Saya mungkin salah, tetapi tampaknya Indonesia tak begitu peduli pada Samudera Pasifik. Ia dipandang seperti semak-semak di luar pagar belakang rumah kita. Kita cenderung abai pada peranan penting rerimbunan semak itu dalam sejarah penaklukan manusia atas manusia yang lain. Di abad ke-16 Portugis dan kemudian Spanyol memulai perjalanan mereka mencari sumber rempah-rempah dengan memotong kompas melewati Samudera Pasifik. Spanyol menjadikan Caroline Islands sebagai pos persinggahan mereka untuk mengontrol kekuasaan mereka di Filipina. Akhir abad ke-19 Spanyol menjual kepulauan Carolina kepada Jerman. Jepang merebut kawasan ini dari Jerman tahun 1914 dan menjadikannya pangkalan militer raksasa untuk mendukung perluasaan kekuasaan mereka di Pasifik dan Asia, juga kalau bisa Amerika.
Kekuasaan Jepang di kawasan ini berakhir di tahun 1944. Bulan Februari di tahun itu Amerika Serikat membombardir pangkalan militer Jepang di Chuuk Lagoon. Serangan bernama sandi Operation Hailstone ini adalah aksi balasan atas serangan yang kurang lebih sama yang dilakukan Jepang terhadap pangkalan militer Amerika Serikat di Pearl Harbor, Hawaii, Desember 1941.
Setelah Hailstone, giliran Enola Gay menjatuhkan Little Boy di Hiroshima bulan Agustus 1945. Pesawat itu tinggal landas dari pangkalan militer Amerika Serikat di Tinian, di Kepulauan Caroline.

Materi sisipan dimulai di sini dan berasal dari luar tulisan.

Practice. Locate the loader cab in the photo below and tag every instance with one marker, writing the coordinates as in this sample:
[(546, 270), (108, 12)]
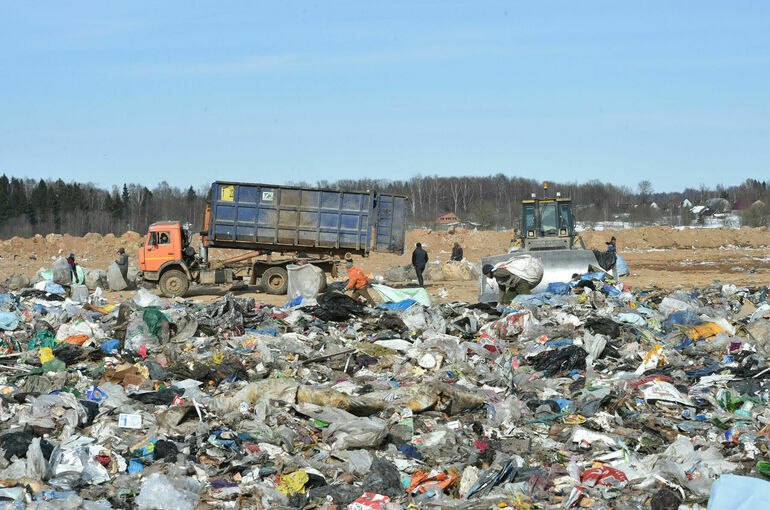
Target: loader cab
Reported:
[(547, 223)]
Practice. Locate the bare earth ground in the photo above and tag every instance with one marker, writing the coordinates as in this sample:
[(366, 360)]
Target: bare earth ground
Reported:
[(658, 256)]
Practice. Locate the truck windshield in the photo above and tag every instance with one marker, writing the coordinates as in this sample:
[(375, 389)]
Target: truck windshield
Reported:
[(565, 214), (548, 224)]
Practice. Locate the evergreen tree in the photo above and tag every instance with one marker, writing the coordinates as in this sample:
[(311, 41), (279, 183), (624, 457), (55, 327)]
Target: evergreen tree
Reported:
[(38, 202), (5, 197), (17, 204)]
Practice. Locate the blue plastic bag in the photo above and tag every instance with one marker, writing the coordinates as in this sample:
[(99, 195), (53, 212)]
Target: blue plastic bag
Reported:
[(558, 288)]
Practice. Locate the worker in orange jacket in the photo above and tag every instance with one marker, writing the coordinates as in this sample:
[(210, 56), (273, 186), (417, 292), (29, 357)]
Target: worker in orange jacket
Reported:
[(358, 283)]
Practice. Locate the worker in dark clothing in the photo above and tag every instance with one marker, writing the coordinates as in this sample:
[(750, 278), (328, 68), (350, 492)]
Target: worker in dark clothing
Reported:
[(419, 261), (457, 252), (517, 276), (73, 267), (122, 262), (612, 251)]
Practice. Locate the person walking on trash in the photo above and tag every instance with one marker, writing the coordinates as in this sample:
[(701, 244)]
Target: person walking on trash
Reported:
[(73, 267), (612, 248), (457, 252), (419, 261), (517, 275), (358, 283), (122, 262)]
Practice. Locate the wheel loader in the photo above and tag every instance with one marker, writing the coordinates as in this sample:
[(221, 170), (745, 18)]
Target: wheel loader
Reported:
[(548, 233)]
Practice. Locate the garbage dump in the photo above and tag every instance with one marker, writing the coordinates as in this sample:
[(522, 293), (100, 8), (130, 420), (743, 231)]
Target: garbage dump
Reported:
[(588, 395)]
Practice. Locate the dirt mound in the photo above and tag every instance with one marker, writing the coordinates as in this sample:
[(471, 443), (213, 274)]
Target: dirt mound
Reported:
[(680, 238), (25, 256)]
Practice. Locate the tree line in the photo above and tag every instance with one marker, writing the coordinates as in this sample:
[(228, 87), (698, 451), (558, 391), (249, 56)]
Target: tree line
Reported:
[(29, 207)]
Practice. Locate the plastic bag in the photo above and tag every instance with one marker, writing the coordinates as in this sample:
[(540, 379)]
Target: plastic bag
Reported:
[(524, 266), (390, 294), (96, 278), (9, 321), (115, 277), (159, 493), (79, 293), (145, 298), (733, 492), (61, 272), (306, 281)]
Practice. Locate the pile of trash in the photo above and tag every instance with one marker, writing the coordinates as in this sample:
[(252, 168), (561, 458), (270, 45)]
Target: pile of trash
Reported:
[(588, 395)]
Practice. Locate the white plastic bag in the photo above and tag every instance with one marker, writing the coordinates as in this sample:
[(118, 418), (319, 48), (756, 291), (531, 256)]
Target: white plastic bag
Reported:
[(306, 280), (115, 277)]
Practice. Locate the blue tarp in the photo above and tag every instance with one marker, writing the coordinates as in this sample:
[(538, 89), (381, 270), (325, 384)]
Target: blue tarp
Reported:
[(9, 320), (622, 267), (733, 492), (400, 305), (558, 288)]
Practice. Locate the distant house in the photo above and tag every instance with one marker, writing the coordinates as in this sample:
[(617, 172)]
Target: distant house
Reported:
[(447, 219), (740, 205)]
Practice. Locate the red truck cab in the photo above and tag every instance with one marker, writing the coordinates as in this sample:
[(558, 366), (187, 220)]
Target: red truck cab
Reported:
[(161, 257)]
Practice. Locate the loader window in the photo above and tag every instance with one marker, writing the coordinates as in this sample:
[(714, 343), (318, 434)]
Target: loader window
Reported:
[(528, 219), (548, 223)]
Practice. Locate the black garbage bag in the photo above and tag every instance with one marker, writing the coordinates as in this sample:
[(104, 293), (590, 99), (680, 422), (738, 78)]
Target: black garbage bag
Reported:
[(606, 259), (392, 322), (383, 478), (336, 306), (92, 410), (603, 326), (164, 396), (165, 450), (341, 494), (69, 353), (17, 443), (665, 499), (230, 313), (559, 360)]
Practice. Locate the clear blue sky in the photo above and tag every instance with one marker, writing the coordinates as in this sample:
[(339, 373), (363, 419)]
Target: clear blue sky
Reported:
[(107, 92)]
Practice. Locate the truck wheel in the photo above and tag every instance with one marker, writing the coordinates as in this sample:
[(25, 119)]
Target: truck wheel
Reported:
[(275, 280), (174, 283)]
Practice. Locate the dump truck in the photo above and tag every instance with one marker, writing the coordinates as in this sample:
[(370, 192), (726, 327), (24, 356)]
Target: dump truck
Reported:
[(272, 225), (547, 232)]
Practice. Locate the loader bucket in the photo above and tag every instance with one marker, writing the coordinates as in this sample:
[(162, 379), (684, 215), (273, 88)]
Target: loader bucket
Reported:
[(558, 266)]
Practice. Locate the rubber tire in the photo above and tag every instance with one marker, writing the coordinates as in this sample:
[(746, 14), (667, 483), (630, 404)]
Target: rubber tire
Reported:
[(275, 280), (176, 280)]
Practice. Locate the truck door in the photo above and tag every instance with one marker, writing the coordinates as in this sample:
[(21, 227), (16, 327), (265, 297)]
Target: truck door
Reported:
[(390, 228), (159, 249)]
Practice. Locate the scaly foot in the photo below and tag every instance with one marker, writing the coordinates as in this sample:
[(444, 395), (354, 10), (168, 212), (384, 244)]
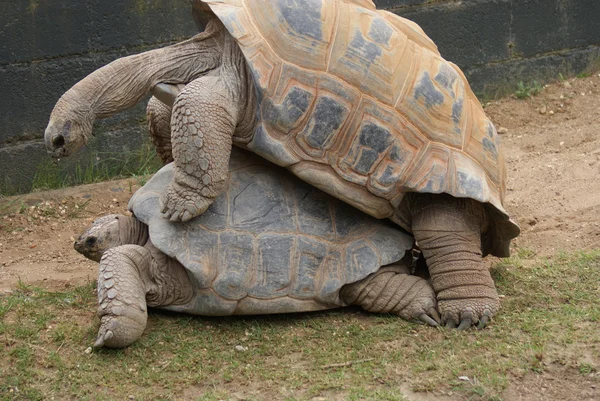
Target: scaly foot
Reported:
[(117, 331), (465, 313), (181, 203)]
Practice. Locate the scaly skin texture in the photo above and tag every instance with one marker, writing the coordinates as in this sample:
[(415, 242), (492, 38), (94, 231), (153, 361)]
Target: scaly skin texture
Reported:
[(122, 296), (131, 278), (159, 125), (202, 129), (133, 274), (393, 290), (448, 231), (206, 115)]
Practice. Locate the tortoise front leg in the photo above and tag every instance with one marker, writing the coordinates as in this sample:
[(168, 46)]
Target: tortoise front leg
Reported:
[(122, 296), (392, 290), (202, 125), (448, 231)]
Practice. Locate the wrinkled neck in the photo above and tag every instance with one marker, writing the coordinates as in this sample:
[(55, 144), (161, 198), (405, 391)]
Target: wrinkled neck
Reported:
[(124, 82), (132, 231)]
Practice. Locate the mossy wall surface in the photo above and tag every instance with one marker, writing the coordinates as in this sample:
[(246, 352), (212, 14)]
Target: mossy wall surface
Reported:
[(46, 46)]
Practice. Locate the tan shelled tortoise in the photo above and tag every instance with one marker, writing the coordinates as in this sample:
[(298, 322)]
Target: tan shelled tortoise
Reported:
[(355, 101)]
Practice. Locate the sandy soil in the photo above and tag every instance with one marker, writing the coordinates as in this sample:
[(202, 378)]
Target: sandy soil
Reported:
[(552, 146)]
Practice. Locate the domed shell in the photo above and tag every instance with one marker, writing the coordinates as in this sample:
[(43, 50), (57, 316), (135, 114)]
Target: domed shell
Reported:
[(359, 103), (271, 243)]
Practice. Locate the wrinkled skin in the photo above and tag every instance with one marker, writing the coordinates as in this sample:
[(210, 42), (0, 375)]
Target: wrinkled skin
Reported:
[(216, 109), (134, 274)]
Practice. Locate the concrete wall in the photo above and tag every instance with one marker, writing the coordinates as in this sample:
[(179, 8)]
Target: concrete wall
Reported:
[(48, 45)]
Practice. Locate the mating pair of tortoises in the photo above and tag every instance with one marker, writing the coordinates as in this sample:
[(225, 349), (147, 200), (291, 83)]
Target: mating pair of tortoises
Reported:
[(355, 101)]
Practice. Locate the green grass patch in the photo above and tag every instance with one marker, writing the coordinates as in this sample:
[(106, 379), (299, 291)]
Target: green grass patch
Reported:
[(550, 315), (100, 167), (525, 91)]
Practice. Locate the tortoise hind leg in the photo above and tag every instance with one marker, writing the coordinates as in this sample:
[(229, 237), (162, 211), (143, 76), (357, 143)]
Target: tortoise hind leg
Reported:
[(122, 305), (448, 231), (203, 122), (392, 290)]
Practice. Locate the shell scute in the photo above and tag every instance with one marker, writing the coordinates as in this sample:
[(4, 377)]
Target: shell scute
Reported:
[(308, 25), (273, 274), (257, 203), (308, 260), (292, 99), (436, 102), (360, 257), (314, 212), (369, 54), (236, 253)]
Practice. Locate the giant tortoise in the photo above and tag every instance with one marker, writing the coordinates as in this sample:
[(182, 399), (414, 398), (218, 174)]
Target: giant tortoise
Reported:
[(270, 244), (355, 101)]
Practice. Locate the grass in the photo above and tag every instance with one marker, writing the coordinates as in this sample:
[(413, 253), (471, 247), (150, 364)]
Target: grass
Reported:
[(100, 167), (550, 315), (525, 91)]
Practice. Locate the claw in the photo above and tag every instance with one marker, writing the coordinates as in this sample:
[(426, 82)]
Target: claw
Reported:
[(102, 337), (428, 320), (483, 322), (450, 324), (435, 315), (465, 324), (186, 216)]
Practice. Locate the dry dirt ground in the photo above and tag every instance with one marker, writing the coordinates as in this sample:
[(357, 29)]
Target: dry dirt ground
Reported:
[(552, 147)]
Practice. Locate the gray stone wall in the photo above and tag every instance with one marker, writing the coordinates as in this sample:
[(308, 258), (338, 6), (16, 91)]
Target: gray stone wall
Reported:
[(47, 46)]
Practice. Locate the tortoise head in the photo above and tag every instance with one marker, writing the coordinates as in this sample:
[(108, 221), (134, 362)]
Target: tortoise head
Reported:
[(69, 128), (103, 234)]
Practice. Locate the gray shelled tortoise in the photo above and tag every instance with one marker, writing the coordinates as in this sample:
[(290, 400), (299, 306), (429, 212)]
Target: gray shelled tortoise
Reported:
[(269, 244), (355, 101)]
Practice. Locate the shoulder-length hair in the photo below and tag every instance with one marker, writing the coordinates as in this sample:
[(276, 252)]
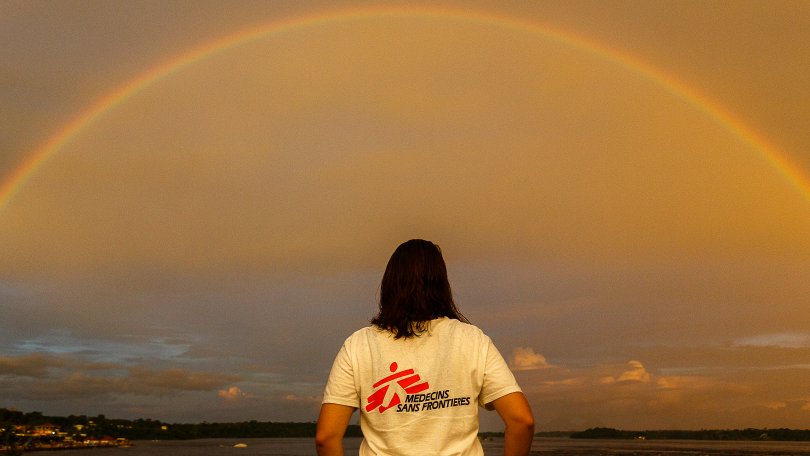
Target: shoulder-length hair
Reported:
[(415, 290)]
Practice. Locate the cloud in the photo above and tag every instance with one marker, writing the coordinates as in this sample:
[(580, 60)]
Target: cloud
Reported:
[(637, 373), (784, 340), (45, 377), (304, 399), (525, 358), (232, 393)]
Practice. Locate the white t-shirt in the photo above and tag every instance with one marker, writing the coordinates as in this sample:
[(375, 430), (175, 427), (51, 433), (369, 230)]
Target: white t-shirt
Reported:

Juli 1947, PBB menggabungkan negara-negara di Pasifik yang direbut Amerika Serikat dari Jepang dalam sebuah koloni yang disebut Trust Territory of the Pacific Islands (TTPI). Koloni ini terdiri dari Ponphei atau Ponape (termasuk di dalamnya Kosrae atau Kusaie), Chuuk atau Truk, Yap, Palau, Marshall Islands dan Northern Mariana Islands (termasuk Guam, Saipan, dan Tinian). Adapun PBB menunjuk Amerika Serikat sebagai “penjaga keamanan” atau Security Trusteeship koloni tersebut dan berperan sebagai promotor pembangunan ekonomi yang diharapkan mampu mendorong kemandirian setiap anggota koloni.
Tetapi koloni TTPI ini tak berlangsung lama. Northern Mariana Islands adalah anggota koloni yang pertama kali melepaskan diri. Di tahun 1978 ia mendirikan Commonwealth of the Northern Mariana Islands (CNMI). Diikuti Ponhpei, Kosrae, Chuuk, dan Yap yang mendirikan Federated States of Micronesia (FSM) di tahun 1979. Di tahun yang sama Marshall Islands mendirikan Republic of Marshal Islands (RMI), dan Palau mendirikan Republic of Palau pada tahun 1981.
Apakah Amerika Serikat lantas kehilangan pengaruhnya di Samudera Pasifik? Tidak juga. Tahun 1986 RMI dan FSM menandatangani Compact of Free Association dengan Amerika Serikat mengikuti CNMI yang hampir sepuluh tahun sebelumnya lebih dahulu mengikatkan diri dengan Amerika Serikat dalam sebuah persemakmuran. Adapun Palau menandatangani Compact of Free Association dengan Amerika Serikat pada tahun 1994.
Kontrol dan peranan Amerika Serikat terhadap kawasan ini sedemikian besarnya. Dalam Compact Free Association antara FSM dengan Amerika Serikat, misalnya, disebutkan bahwa pemerintah Amerika Serikat akan menggelontorkan dana sebesar 2 miliar dolar AS untuk FSM antara 1986 hingga 2001. Compact Free Association ini telah direnegosiasi, dan untuk 20 tahun berikutnya (periode 2004 hingga 2023) Amerika Serikat menyediakan bantuan sebesar 100 juta dolar AS dan 35 juta dolar AS setiap tahun. Paket-paket bantuan ini difokuskan pada enam sector prioritas, yakni pendidikan, kesehatan, infrastruktur, pengembangan kapasitas sektor publik, pengembangan sektor swasta, dan lingkungan hidup. Departemen Dalam Negeri AS menjadi penanggung jawab yang memonitor penggunaan bantuan ini.
Tetapi apa yang terjadi di FSM, khususnya di Chuuk?
Inilah pertanyaan yang menjadi pintu masuk mengapa pemerintah Amerika Serikat merasa perlu memantau pelaksaan pemilihan umum di FSM dan negara bagian Chuuk tahun ini, saya kira.